When dealing with derivatives, nn-roots (n in mathbb{N}) are better treated as rational powers: x^{1/n}.
In case of square roots:
sqrt(x)=x^{1/2}
To compute the derivative of an n-root, we can apply the derivation formula for real powers (see the proof at the end of this post):
d/dx (x^{alpha})=alpha x^{alpha -1}, where alpha in mathbb{R}, forall x > 0
Note that in some cases, the validity of this formula can be extendend to x ne 0 or to x in mathbb{R}.
In case of square roots alpha=1/2 the domain is x>0. We get:
d/dx (sqrt(x))= d/dx (x^{1/2}) =1/2 x^{1/2-1}=1/2 x^{-1/2}=1/2 1/x^{1/2}=1/(2sqrt(x))
In our specific case, f(x)=2 sqrt(x). We get:
d/dx f(x)=d/dx(2sqrt(x))=2 d/dx(sqrt(x))=2 1/(2 sqrt(x))=1/sqrt(x)
To prove that d/dx x^{alpha}=alpha x^{alpha -1} for alpha in mathbb{R} and x >0, we can use implicit differentiation and logarithms.

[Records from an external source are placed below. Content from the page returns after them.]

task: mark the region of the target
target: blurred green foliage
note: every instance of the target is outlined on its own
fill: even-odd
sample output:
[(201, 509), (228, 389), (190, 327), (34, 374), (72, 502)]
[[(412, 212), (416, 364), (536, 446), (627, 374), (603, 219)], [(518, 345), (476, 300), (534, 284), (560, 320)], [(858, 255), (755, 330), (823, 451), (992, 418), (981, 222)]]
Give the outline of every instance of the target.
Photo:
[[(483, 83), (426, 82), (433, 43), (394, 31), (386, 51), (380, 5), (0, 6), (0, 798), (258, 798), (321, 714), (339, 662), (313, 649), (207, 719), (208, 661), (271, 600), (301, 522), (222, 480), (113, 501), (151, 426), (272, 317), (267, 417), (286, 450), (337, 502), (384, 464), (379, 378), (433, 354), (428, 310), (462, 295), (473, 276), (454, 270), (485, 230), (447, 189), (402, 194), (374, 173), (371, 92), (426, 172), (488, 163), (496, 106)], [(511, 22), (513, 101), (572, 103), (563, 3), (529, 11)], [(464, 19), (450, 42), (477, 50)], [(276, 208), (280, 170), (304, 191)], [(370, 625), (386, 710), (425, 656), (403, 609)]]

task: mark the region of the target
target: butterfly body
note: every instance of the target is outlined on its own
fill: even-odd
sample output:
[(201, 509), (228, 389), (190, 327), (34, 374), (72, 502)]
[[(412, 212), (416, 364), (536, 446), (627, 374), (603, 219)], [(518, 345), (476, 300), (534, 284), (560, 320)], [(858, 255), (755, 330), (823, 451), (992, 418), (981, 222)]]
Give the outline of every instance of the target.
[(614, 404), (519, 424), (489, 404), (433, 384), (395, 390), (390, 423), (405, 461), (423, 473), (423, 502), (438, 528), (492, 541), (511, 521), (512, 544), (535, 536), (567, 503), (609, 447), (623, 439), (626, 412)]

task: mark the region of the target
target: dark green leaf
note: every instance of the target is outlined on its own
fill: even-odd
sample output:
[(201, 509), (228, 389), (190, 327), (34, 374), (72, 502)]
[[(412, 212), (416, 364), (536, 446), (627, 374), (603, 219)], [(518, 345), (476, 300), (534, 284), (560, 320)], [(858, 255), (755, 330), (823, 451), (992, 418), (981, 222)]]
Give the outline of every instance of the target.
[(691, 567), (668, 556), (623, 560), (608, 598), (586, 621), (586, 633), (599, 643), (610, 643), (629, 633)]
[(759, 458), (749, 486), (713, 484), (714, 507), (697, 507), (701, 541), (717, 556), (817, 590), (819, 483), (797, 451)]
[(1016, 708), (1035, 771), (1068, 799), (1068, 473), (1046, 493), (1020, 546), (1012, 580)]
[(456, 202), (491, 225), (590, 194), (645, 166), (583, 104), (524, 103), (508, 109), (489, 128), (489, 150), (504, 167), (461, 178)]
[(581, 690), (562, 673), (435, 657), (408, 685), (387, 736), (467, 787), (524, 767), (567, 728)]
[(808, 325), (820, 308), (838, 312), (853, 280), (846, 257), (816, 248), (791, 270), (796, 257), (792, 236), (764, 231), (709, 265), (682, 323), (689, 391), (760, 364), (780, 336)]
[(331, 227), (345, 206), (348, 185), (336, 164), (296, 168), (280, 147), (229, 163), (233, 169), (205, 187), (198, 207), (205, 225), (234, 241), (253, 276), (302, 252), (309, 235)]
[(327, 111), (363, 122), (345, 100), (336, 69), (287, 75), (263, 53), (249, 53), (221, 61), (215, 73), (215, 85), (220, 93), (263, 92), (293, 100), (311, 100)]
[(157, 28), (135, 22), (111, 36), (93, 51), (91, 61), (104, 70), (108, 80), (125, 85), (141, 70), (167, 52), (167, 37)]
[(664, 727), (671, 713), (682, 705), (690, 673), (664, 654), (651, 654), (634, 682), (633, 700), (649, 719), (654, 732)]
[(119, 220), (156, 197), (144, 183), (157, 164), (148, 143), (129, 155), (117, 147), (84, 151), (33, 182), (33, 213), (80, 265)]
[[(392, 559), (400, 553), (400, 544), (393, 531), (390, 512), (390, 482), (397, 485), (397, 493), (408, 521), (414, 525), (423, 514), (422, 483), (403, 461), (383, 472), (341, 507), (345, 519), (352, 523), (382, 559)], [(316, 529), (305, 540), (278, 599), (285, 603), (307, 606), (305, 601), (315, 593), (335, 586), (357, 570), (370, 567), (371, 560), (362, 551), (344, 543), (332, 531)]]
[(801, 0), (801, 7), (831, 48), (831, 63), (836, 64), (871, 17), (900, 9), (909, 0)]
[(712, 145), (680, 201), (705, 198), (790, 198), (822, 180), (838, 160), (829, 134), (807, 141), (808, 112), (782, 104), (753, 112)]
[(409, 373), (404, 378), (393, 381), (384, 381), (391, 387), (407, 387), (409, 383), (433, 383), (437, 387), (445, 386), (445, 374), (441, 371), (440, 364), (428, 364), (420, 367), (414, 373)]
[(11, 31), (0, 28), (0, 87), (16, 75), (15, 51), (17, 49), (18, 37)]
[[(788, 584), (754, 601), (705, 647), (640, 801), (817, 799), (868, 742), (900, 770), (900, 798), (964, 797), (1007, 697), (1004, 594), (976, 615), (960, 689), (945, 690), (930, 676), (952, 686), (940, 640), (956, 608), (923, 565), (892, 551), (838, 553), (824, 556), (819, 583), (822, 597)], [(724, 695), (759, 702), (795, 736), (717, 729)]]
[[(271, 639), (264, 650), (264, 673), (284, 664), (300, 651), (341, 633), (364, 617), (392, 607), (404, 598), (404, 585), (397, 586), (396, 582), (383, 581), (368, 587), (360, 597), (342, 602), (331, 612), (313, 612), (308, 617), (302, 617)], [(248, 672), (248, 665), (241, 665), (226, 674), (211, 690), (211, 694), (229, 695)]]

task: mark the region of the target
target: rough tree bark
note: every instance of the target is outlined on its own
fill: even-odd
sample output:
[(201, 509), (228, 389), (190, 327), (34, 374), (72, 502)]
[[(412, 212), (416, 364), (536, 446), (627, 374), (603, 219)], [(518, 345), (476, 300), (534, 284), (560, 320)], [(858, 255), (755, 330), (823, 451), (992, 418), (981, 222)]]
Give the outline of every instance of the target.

Let g(x)=x^alpha. Note that x>0 => x^alpha >0 => g(x) >0, so we can write the equality using logarithms and rewrite it using the "logarithm of a power" property:
ln g(x) =ln x^alpha <=> ln g(x) = alpha ln x
Now, we differentiate on both sides (implicit differentiation):
d/dx (ln g(x))=d/dx (alpha ln x) <=> {d/dx g(x)}/{g(x)}=alpha 1/x
So we get the following result (recall that g(x)=x^alpha):
d/dx g(x)=alpha/x g(x)=alpha/x x^alpha = alpha x^{-1} x^{alpha}=alpha x^{alpha-1}
That's the result we were looking for.